You have no legal right to a response unless you can prove breach of privacy.
Your original position was wrong.
You certainly do have a right to demand anything you want and other people have the right to ignore that demand. AFAIK (I'm not a lawyer), you don't have any particular right to control an image of you taken in a public place (there's no expectation of privacy in public spaces). If you take the image yourself, then you have the usual copyright protections, but as a subject, you wouldn't have any inherent rights to the image.
You can take people to court if you can prove that your privacy has been violated - this might work if you are not a public figure and there is undue attention given to your image e.g. if someone took a photo of you and used it in a national advertising campaign then you'd have a strong case. Otherwise, you'd be hard pressed to show any damages for a typical photo.
Don, I'm making the generous assumption that you are still unsober after some protracted new year festivities, but it's going to be a very long year unless you start reading what has been said to you and you don't stop posting the same questions which have already been answered a dozen times.
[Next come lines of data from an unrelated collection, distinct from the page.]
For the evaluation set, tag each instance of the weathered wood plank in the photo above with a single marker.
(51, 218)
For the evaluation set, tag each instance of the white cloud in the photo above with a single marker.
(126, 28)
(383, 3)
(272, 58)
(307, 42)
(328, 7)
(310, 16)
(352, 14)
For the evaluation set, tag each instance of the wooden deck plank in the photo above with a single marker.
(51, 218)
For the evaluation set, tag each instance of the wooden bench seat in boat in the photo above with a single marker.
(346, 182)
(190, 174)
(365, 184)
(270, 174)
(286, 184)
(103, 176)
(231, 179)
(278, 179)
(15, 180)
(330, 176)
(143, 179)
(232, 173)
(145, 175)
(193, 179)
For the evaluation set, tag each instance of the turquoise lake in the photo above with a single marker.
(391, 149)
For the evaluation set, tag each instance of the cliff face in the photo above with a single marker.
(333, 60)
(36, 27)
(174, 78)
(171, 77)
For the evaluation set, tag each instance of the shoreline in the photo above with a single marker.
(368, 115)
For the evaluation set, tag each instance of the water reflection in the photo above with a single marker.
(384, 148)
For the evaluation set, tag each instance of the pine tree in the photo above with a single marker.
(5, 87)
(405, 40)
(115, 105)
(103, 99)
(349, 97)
I've got a graph for that...
"I think you'll find that you are actually agreeing with me. [yes]"
No, Don he's not.
Benborp was saying Anyone can take your picture (or video) in a public place and use it however they wish. They don't have to take it down if you object in any way. You have to demonstrate through the courts that they have breached a reasonable expectation of privacy, which you don't have in a public space. This is diametrically oppposed to what you were asserting.
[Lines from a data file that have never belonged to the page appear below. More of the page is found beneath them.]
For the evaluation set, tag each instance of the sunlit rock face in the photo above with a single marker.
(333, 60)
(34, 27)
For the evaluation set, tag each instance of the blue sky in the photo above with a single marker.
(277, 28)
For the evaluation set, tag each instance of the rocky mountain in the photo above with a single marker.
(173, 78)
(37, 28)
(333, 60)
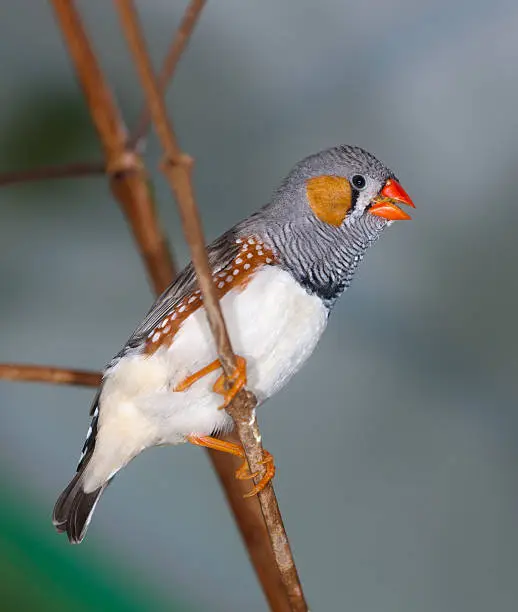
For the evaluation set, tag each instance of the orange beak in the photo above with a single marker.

So they can take and publish photos, except the ones I want removing and I'm saying that they can publish the ones I allow.
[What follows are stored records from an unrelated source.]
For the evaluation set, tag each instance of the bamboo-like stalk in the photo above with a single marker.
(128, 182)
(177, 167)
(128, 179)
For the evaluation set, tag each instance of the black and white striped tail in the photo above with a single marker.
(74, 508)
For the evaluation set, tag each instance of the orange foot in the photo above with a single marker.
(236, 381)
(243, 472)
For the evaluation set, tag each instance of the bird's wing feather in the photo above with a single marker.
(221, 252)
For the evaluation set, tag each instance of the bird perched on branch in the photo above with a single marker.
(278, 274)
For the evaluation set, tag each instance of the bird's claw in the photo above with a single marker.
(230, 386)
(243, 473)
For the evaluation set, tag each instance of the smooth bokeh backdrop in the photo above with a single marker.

Pretty much the same to me from different points of view.
It's not the "ones you allow".
The default is for the photographer to be allowed to publish any picture taken of any adult in any place where there is not a reasonable expectation of privacy.
In order to stop publication you have to prove that the publication of said photograph would be "highly offensive to a reasonable person".
You must be itching to put the link up for this bit of legislation.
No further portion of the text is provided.